Evolution of isolated caves in porous limestone by mixing of phreatic water and surface water at the water table of unconfined aquifers: A model approach

Abstract

When water from the surface, e.g. from a lake flows through porous carbonate rocks down along some region with high hydraulic conductivity and encounters the water table of a phreatic aquifer both waters mix by diffusion along their boundary. In a carbonate aquifer, where both surface and phreatic waters are saturated with respect to calcite, mixing corrosion causes renewed dissolution of the carbonate rock in the diffusional mixing zone extending from the boundary separating the phreatic water from the surface water encountering it. A numerical model is presented from which the initial change of porosity in such a diffusional mixing zone is obtained. The initial change of porosity dΦ / dt /0 is proportional to | ∇ → m ( x , y ) | 2 and d 2 Δ c eq ( m )/ dm 2 . m ( x , y ) is the spatial distribution of the mixing ratio, m = V sur /( V sur + V phr ), and the V s assign the corresponding volumes of surface and phreatic water. d 2 Δ c eq / dm 2 is the second derivative of Δ c eq , the renewed dissolution capacity of the mixed solution. It has been calculated for three geochemical scenarios with differing CO 2 concentrations of surface and phreatic water by use of PHREEQC-2. The spatial distribution m ( x , y ) is obtained by using MODFLOW and MT3DMS in a modeling domain with constant hydraulic conductivity for various flow velocities of the phreatic aquifer. From the results the time scale of cave evolution is estimated.

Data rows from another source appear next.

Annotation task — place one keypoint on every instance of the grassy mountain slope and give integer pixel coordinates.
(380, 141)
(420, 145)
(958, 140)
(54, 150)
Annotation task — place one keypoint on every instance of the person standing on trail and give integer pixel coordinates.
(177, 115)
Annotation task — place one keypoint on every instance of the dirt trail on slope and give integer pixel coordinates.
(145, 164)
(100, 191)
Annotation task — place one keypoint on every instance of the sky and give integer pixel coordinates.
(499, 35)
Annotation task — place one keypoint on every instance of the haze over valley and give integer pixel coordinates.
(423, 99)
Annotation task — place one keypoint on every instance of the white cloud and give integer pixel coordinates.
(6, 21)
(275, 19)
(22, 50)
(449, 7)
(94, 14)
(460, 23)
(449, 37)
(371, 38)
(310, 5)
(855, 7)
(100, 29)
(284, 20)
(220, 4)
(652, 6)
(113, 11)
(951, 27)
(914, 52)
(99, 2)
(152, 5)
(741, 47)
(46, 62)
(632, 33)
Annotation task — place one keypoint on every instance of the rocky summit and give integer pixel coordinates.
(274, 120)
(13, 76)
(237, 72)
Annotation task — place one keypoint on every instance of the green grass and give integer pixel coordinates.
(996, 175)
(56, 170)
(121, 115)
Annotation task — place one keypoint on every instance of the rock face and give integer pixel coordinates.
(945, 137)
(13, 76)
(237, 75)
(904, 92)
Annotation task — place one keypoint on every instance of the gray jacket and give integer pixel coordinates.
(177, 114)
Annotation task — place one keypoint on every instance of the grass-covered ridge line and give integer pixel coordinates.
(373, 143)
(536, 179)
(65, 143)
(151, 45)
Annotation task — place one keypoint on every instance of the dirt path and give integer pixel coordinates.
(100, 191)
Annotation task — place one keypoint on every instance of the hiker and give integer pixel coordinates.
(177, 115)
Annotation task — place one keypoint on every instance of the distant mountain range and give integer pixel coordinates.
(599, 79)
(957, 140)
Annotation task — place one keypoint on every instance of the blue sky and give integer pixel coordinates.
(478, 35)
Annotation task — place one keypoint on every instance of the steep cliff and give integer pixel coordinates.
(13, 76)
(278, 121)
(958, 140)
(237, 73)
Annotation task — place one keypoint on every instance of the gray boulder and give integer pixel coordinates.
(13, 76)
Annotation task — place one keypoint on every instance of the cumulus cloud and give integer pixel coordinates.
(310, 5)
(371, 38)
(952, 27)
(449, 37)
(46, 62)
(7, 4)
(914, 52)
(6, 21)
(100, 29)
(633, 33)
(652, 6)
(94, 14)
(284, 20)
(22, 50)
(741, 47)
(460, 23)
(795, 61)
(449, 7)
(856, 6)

Passages of dimensions of about one meter in width and several 10 cm in height, extending in length along the border line, where surface and phreatic water meet, can be created in time scales of 10 000 years. These caves are horizontal with blind ending passages and resemble closely to the isolated caves observed in Central West Florida. For more realistic modeling we have used a geostatistical local distribution of hydraulic conductivities in the modeling domain. For a correlation length of 1% of the length of modeling domain the spatial distribution extends deeper into the flow direction. When the correlation length is increased by a factor of 10 flow focusing distorts the diffusional mixing zone and enhances the creation of porosity.